RD: I don't think it has necessitated moving that far away, actually. I'm perhaps slightly unusual among scientists. I do think "The God Delusion" should be seen as a scientific hypothesis in the sense that a universe with a God would be different from one without, scientifically speaking. Some people imply that I've strayed into a field called theology. I don't think it's a field or subject at all. Professors of theology do interesting things when they study biblical literature or comparative religion from a psychological or anthropological perspective. But theology, in the sense of arguing about the exact nature of the trinity or transubstantiation, is not a respectable subject at all.
FRANK: You've clearly become an activist in this arena. Do you see yourself as a public servant?
RD: I do actually, yes. Much of what I've been saying has been about a concern for humanity, especially as an educator. I deeply care about the education of young people. I think the scientific worldview is utterly
wonderful, and anybody who pays even scant attention to it should be able to see that. If we have a rival
worldview actively trying to block scientific
understanding, then I think it is a public service to fight that and draw attention to it.
FRANK: What would the "Richard Dawkins School of Public Service" look like?
RD: It would probably be similar to this school (Clinton School), but it might have a bit less emphasis on the nuts and bolts of public service in politics and economics, and a bit more emphasis on educational aspects in encouraging people to open their eyes to the beauty of the world in which they live.
FRANK: You extol the virtues of the atheist community, and you speculate about its potential collective power.

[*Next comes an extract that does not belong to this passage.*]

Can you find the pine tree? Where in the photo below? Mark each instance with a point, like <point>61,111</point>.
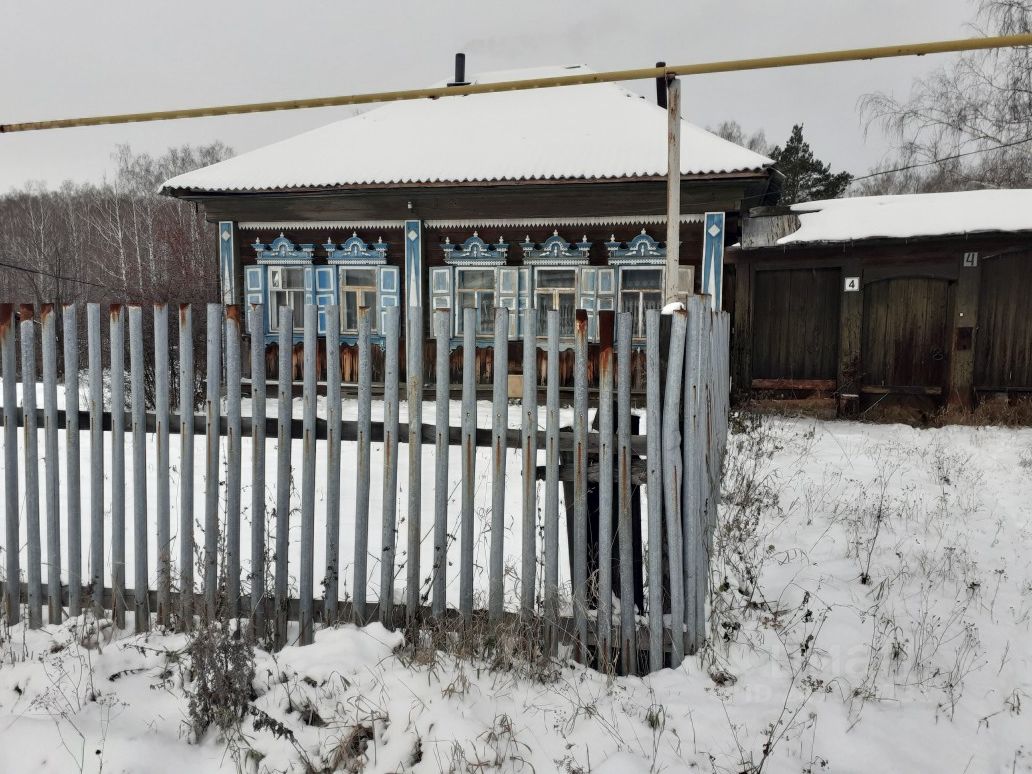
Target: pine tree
<point>806,178</point>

What needs to happen next for this community to take on a larger role in society?
RD: The number of nonbelievers of various sorts in the U.S. is actually substantial. You'd never know it, but nonbelievers outnumber religious Jews. Atheists haven't yet gotten their act together and become organized in a way that Jews proverbially and praiseworthily have. If there was an atheist lobby that had a fraction of the power of the Jewish lobby, then who knows what it might achieve?
Unfortunately, as somebody once said, "Organizing atheists is like herding cats." I think it's necessary to do as the gay community did and "come out of the closet." Atheists have all the good arguments on their side. Don't be pusillanimous. Stand up, face the world, argue with people and reject the convention that you have to respect religion above all other things. Let's stop being so damned respectful.
FRANK: Will this consciousness-raising that you so aggressively pursue ever come about in any broad sense as a result of what has been coined "militant atheism," or is there a need for a middle path?
RD: That's a question of political tactics, and I don't know the answer. I'm not a very good politician, and it doesn't really occur to me to think about what's the best way to achieve something politically. If you look at the historical struggle for women's suffrage, for example, it's somewhat of a scandal that no modern democracy had females voting until the 20th century, with the single exception of New Zealand. Women who militantly campaigned for the right to vote were written off as strident extremists, and people accused them of alienating the very people whose support they should have been courting. But today, the idea of women not being allowed to vote is preposterous. Would you be moderate? Would you be respectful? You wouldn't.
FRANK: When you leave this world in triumph, as you have stated before, what legacy would you like to leave?
RD: I would like people to question everything, think for them-
selves, always ask for evidence, never retreat behind the wall of faith, use the scientific way of thinking to appreciate the world in which they live and try to leave the world a better place than they found it -not just using science but using all of human resources as well.